Going into Zen is seeing one’s original nature, and the main thing is to make out what one was before even father or mother were born.
For this, one must concentrate one’s feeling and purify it, then, eliminating all that weighs on one’s thought and feeling, one must go to grasp the self.

“We are saying that the self seeks to grasp the self, but in fact it is already the self, so why should it go to grasp the self?
It is because in the mass of knowings and perceivings and judgments, the true self is always so wrapped up in the distinctions and exclusivities that it does not emerge to show itself as it is.”

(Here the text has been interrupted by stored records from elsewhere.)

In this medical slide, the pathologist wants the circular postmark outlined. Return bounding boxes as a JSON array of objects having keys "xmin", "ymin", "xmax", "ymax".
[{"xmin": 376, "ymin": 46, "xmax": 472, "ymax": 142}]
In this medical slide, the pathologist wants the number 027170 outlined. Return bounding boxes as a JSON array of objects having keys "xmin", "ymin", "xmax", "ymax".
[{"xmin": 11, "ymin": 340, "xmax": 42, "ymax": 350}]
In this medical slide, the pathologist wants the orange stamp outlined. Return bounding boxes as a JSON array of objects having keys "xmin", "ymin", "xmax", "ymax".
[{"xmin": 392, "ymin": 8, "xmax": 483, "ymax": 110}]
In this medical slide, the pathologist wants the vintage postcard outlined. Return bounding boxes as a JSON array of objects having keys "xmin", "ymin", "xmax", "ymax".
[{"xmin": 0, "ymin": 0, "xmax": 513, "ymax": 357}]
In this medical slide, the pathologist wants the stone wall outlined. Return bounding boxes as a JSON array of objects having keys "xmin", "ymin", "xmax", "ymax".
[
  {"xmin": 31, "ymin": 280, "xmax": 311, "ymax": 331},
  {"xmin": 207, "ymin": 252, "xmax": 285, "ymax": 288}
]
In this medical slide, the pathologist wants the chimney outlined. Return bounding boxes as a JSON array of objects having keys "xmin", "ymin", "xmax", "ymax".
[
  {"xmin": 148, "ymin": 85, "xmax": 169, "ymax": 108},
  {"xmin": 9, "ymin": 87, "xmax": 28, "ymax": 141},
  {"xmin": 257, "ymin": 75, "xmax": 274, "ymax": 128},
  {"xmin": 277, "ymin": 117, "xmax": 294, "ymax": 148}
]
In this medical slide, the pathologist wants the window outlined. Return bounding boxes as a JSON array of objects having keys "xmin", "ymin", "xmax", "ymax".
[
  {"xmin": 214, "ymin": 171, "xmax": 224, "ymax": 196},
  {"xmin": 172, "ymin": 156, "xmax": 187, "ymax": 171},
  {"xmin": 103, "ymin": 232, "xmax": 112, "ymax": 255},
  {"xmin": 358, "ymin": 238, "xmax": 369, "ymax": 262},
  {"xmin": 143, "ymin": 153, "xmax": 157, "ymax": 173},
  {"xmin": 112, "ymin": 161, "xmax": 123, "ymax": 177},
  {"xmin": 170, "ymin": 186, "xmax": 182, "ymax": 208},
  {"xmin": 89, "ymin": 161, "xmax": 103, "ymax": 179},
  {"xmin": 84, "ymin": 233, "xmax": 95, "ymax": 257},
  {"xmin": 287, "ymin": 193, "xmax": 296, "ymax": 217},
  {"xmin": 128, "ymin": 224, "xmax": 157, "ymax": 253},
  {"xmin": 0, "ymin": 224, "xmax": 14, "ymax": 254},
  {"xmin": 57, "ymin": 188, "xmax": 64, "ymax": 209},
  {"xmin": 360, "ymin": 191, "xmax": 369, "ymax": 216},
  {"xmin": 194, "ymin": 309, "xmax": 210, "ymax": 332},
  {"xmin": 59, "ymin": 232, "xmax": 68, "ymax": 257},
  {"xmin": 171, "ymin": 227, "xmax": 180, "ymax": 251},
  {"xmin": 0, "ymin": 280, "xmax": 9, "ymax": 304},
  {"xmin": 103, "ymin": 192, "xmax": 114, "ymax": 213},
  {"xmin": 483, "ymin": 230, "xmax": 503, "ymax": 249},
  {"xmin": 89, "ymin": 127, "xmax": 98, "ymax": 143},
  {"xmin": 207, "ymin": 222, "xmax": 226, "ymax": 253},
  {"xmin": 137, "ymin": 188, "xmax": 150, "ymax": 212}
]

Maneesha, in the world of Zen, Bukko is something like George Gurdjieff. When George Gurdjieff for the first time said, “You all don’t have souls. Unless you achieve a crystallization of your being, you will live and die just as a signature on the sand; winds will come and you will be forgotten. There will not be left a single trace of you,” it shocked the whole spiritual world, because all the religions and all the spiritual traditions at least agree on one thing, that the soul is immortal. You have it whether you know it or not and it can never die.

Death happens to the body, not to the soul. It is simply a separation from the body and a movement into a new body. But the journey of the soul is eternal: body to body, species to species. Finally it achieves its nature, matures, and it is revealed to it that it is the buddha. That has been a common understanding around the whole world for centuries.

Gurdjieff was alive just fifty years ago. He made a point of it that not everybody has a soul, the soul has to be earned. This was a very new idea, that you have to deserve it. Ordinarily you are just an empty bottle; inside there is nothing. You have to earn, you have to be worthy, you have to gather your consciousness in such a crystallized way that it can pass through death without dying.

So according to George Gurdjieff, only a few people live eternally, most people are just experimental. They are born, they do all kinds of stupid things, and the final stupidity - they die. But they don’t leave even a trace in the world of eternity. Only very few people, like Gautam Buddha, achieve to the eternal. And because of these few people, the fallacy has come into being that everybody has an eternal being: Buddha achieved it, Mahavira achieved it, Bukko achieved it. Gurdjieff’s logic was, because these few have achieved it, people think everybody else has it - just he has not discovered it.